Powergear and loose judging threaten powerlifting's existence and should be eliminated. ) ) No suits, no shirts, no groove briefs, ho half suits, no wraps. Maybe a belt. Maybe not. Judges need to be strict. Standards revisited and reestablished. A Jihad is a religious holy war. In powerlifting we need a Jihad, a holy war against equipment and slack refereeing, lest it devour us, corrupt us and turn us one against each other as we either impugn of defend the integrity of lifts. This Jihad would require us, as athletes, to face each other fairly, evenly and on a level playing field - as it once was. If we get the equipment out of powerlifting and the strictness back into the judging, we will return the sport to a fundamental purity that is has lost. This commitment is philosophical in nature and will require great ego sacrifice on the part of the lifts. In terms of sheer poundage, we won't be as strong. Make no mistake about it, to go equipment-free is to handle far less poundage. Strength is a greedy mistress, as scribe Bill Starr once observed; and part of the greed relates to a mindset that decrees that being able to squat 500 pounds (with equipment) is far better than "only" being able to negotiate 400 (without). Equipment manufacturers pander to and exploit this mass psychosis, this psychological delusion, this faulty logic that allows our egos to proclaim that heavier is necessarily better, even if heavier is artificial. It is not.

Lifters intuitively know that something is amiss in the sport. It can be corrected, but will require a grassroots groundswell on the part of the nameless, faceless, rank-and-file that make up the bulk of every organization. There is a collective outrage bubbling just below the surface, a revulsion at the direction the sport has taken. Sophisticated power-gear and incompetent judging emasculates the sport and makes powerlifting a laughing stock in the greater athletic community. Time for a revolution by the masses. The voting members of a federation ultimately control that federation. The membership of each of the respective organizations can simply vote the equipment out of their federations and legislate tight judging back in. Simple as that. Gather the concerned, coordinate the politics, get a motion on the floor and legislate the equipment out of the sport.

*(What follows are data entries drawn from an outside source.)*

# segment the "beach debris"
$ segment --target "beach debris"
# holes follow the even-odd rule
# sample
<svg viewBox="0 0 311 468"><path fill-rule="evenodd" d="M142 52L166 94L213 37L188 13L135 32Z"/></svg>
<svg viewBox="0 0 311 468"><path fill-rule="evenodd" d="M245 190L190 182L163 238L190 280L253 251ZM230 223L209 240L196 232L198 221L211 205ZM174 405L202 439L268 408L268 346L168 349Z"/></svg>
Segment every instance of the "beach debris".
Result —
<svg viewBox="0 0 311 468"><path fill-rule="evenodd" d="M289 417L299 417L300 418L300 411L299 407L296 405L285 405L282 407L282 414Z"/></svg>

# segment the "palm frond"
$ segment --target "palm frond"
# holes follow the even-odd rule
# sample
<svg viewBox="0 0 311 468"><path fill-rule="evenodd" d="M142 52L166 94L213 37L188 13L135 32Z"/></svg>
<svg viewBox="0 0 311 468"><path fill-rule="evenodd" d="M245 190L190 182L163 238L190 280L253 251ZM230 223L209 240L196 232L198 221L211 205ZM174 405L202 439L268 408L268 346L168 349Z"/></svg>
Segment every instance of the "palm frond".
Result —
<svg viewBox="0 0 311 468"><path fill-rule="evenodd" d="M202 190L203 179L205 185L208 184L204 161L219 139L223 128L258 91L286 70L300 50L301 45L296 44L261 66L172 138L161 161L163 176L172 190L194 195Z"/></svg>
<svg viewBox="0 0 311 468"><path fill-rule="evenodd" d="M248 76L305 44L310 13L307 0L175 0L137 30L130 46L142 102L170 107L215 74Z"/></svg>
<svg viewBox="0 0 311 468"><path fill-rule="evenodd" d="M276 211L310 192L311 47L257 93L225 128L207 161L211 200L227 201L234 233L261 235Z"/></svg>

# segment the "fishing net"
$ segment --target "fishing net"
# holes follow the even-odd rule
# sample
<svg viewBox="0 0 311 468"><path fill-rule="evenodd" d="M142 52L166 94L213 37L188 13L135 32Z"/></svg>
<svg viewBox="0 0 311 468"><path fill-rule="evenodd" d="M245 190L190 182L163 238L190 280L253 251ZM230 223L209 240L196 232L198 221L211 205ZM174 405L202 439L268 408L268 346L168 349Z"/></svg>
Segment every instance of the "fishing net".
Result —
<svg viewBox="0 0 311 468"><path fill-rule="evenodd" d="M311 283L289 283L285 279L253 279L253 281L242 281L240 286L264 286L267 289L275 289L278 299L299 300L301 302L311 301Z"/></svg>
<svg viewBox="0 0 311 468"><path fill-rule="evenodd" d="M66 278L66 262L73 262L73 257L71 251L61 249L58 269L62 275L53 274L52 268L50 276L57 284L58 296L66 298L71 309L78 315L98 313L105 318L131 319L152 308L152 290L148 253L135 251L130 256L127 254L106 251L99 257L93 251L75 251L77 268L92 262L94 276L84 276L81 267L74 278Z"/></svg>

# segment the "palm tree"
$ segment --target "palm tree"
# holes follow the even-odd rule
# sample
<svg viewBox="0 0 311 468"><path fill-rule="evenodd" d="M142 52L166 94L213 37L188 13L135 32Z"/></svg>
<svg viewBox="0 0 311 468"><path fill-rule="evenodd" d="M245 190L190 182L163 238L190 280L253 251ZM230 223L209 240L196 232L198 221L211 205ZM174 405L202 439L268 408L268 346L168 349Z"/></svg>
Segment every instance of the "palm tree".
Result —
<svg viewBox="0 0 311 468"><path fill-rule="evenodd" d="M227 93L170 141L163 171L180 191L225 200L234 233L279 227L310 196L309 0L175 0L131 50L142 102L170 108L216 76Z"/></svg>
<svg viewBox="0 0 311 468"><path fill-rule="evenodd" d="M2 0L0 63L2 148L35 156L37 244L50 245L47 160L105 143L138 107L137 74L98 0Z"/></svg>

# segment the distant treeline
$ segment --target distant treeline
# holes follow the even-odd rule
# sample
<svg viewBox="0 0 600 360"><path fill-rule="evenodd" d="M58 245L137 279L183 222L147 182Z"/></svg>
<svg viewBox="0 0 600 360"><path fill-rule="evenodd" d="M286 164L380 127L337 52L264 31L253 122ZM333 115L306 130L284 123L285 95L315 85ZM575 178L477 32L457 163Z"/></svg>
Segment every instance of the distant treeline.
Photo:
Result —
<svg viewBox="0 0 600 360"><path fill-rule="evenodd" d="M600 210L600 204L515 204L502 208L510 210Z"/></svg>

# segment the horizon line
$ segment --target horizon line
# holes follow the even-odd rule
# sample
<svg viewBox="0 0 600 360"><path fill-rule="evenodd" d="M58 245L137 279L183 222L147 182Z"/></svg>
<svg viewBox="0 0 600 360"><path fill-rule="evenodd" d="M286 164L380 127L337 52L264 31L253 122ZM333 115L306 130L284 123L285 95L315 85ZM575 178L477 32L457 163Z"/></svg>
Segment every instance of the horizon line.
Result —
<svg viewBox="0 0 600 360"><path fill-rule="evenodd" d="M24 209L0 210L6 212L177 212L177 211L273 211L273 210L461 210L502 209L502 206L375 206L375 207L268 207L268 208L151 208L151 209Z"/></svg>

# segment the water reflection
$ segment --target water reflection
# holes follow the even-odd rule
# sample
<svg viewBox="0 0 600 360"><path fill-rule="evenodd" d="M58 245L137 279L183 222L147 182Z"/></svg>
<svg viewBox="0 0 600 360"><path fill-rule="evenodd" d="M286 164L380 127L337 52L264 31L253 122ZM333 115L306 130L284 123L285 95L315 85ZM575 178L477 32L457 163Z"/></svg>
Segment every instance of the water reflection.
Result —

Seize control of your federation of choice. Contact your friends and allies. You will be amazed at the consensus. Toss this crap. Crank it back and tighten it up. Restore some integrity and commonalities; or before you know it an athlete will need $1,000 in equipment to compete and be competitive. Are we truly interested in determining who amongst us is the strongest? Do we really want economics to partially determine who is the strongest? Is the strongest to be determined by who can afford a $225 shirt or has the connections to get illegal-length wraps?

Beware those who use the "equipment is protection" argument. This old faulty line has been with us since Christ was a carpenter and is as false and retarded now as it was way back when it was first offered up. Equipment is not meant to mask pain or reduce the chance of injury. The use of equipment increases the chance of injury because of the increased poundage it allows the lifter to lift. It is illogical to say that wraps allow you to squat 400 safely. If your body cannot handle a poundage safely, you have no business lifting that poundage. Period. If through the use of equipment you can suddenly handle this heretofore unsafe poundage, then friend, you are in serious jeopardy. If equipment strictly prevented injury and did nothing to increase the gross poundage handled, you would see equipment disappear from the sport overnight.

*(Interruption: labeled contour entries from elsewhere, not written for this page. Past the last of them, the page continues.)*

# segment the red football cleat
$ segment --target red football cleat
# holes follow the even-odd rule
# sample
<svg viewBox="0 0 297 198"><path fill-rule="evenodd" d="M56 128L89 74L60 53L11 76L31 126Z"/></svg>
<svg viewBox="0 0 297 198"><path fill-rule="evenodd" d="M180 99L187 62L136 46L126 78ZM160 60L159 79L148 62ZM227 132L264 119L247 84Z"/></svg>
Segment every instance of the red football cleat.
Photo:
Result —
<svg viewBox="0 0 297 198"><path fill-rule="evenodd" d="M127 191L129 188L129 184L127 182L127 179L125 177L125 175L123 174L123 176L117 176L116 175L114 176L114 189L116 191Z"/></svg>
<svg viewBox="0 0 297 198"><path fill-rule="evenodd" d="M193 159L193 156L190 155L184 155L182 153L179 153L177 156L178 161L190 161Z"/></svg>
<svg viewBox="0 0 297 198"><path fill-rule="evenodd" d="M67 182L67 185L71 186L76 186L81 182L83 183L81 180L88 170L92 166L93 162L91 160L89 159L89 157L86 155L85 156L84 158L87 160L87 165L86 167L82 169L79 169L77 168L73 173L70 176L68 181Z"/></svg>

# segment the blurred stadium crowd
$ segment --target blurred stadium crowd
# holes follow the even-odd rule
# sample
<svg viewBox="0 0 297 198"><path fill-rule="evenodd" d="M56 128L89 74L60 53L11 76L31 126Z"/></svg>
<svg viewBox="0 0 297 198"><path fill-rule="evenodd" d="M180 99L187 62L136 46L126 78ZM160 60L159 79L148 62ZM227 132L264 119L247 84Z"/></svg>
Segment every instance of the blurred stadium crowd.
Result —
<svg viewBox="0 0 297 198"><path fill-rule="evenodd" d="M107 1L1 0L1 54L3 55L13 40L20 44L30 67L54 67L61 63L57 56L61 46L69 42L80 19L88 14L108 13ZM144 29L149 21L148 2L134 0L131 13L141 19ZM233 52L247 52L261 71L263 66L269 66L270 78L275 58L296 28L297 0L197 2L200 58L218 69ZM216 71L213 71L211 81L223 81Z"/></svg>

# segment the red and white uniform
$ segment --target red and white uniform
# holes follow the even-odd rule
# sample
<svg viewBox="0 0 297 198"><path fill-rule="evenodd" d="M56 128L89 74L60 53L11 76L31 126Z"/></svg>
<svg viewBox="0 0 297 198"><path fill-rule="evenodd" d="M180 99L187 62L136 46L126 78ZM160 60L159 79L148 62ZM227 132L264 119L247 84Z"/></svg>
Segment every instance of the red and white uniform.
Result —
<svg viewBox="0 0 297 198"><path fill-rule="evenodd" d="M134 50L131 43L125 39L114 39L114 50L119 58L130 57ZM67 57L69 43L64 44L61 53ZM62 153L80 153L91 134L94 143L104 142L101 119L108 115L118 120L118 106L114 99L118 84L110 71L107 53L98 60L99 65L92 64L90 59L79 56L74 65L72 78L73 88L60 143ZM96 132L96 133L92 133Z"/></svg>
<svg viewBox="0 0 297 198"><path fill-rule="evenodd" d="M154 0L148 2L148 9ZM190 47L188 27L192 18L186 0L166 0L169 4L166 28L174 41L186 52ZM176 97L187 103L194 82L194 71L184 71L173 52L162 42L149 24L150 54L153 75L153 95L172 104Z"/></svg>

Let us be honest. We like equipment because it allows us to handle more and more poundage. There is (apparently) far more ego satisfaction to be derived from handling 600 with equipment than 500 without. We need to turn our back on such reasoning. My old coach concluded his exhortations in "Ban the Squat" with a simple premise; either eliminate the equipment from the squat or eliminate the squat from the sport. Of course, the bench shirt had not been invented when Hugh penned the piece. Had it been, I'm sure he would have included this diabolical invention in his vitriolic opine. In 1996 the choice seems to be all the more imperative. Either ban the equipment from the sport and tighten up the judging or watch as the sport perishes.